GERİLİM TOPLUYOR

 
Gürcistan Sovyetler Birliği İşgali'nin 94. yıldönümünü anıyor.
Başbakan Garibaşvili, 25 Şubat 1921'in ülke tarihinin en trajik günlerinden biri olduğunu, takibeden Sovyet işgalinin yıkıcı etki yaptığını ve Gürcülerin bağımsızlıklarını kazanmak için büyük özverilere katlanmak zorunda kaldığını söylüyor.
"Komünist ideoloji ve rejime rağmen halkın özgürlük arzusu hiç kaybolmadı, özgürlük mücadelesi hiç dinmedi. Gürcistan'ın bağımsızlığı birçok kuşağın eseridir. Bizim sorumluluğumuz ise bu mirası korumaktır" diyor.
 
*
Gürcistan'dan başka Litvanya, Letonya, Estonya, Moldova ve Azerbaycan da Sovyet sonrası kurulan devletlerini Sovyet sisteminin işgali olarak kabul ediyor. 
 
*
Ne ki Kırım'ın ilhakı ve Ukrayna müdahaleleri Rusya'nın havasını değiştirmiştir.
Rusya; NATO ve AB'nin eski Varşova Paktı ülkelerini ve eski Sovyet cumhuriyetlerini içine alarak genişlemesi karşısında kollektif güvenlik sözlerinin;
Avro-Atlantik topluluğun Rus çıkarları pahasına yayılmasının kılıfı olduğunu düşünüyor.
Toplum önderleri Rusya'nın Soğuk Savaş yıllarında onurunun ve çıkarlarının ayaklar altına alındığını, uluslararası ilişkilerde ülkenin aldatıldığını, iki yüzlülüğe maruz kalındığı ve verilen sözlerin tutulmadığına, sonuçta Batı'nın parçası olmaktan vazgeçildikten sonra  Rusya'nın yanılsamalardan  kurtulduğunu ilişkin yeni bir anlatıyı yaygınlaştırıyor.
Bu noktadan Marksizm-Leninizm'in yerini alan yeni bir Rus ideolojisi gelişiyor. 
 
*
Şimdi Rusya'da, bir zaman önce oyunun kurallarını ABD ve AB'nin belirlediği ama bugün transatlantik ittifakın bir efsaneden ibaret olduğu,
NATO' nun sanıldığı kadar güçlü olmadığı ve Batı'nın inişe geçtiğine ilişkin inançlar pekişiyor.
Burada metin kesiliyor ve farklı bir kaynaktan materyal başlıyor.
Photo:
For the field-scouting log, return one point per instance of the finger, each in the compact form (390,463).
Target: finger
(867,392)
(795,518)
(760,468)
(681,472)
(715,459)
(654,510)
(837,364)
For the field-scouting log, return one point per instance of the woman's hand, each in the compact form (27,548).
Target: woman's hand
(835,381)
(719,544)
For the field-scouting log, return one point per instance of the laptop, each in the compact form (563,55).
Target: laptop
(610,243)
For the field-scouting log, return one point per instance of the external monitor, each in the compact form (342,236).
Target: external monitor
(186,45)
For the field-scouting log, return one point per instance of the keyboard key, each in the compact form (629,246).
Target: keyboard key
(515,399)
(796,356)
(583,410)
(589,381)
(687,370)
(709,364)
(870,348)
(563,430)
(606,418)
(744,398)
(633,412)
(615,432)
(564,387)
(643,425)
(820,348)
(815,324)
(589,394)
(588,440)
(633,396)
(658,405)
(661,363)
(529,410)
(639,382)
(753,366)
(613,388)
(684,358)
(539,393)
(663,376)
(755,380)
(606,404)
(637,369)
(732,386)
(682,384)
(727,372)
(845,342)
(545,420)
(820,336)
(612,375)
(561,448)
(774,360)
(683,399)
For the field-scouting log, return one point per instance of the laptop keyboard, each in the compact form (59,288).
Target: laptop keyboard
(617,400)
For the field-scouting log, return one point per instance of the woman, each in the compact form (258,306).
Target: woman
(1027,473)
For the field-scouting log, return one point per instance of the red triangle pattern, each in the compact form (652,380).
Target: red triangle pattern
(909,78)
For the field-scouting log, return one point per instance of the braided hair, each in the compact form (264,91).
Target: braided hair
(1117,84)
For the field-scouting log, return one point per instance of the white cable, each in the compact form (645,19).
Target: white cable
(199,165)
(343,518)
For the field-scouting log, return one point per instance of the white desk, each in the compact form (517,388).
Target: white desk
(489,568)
Rusya yeniden süper güç olarak düşünülüyor,bu yüzden politikalarından geri adım atmıyor, Batı'yı ödün vermeye zorluyor. 
 
*
Rusya, Batı ile ekonomik fayda getirebilecek ilişkiler isteğindedir.
Ama önceliğini Batı'nın Rusya'yı dikkate alması, Rusya'nın nüfuz alanlarını tanıması ve eski Sovyet ülkelerine karışmamasına veriyor.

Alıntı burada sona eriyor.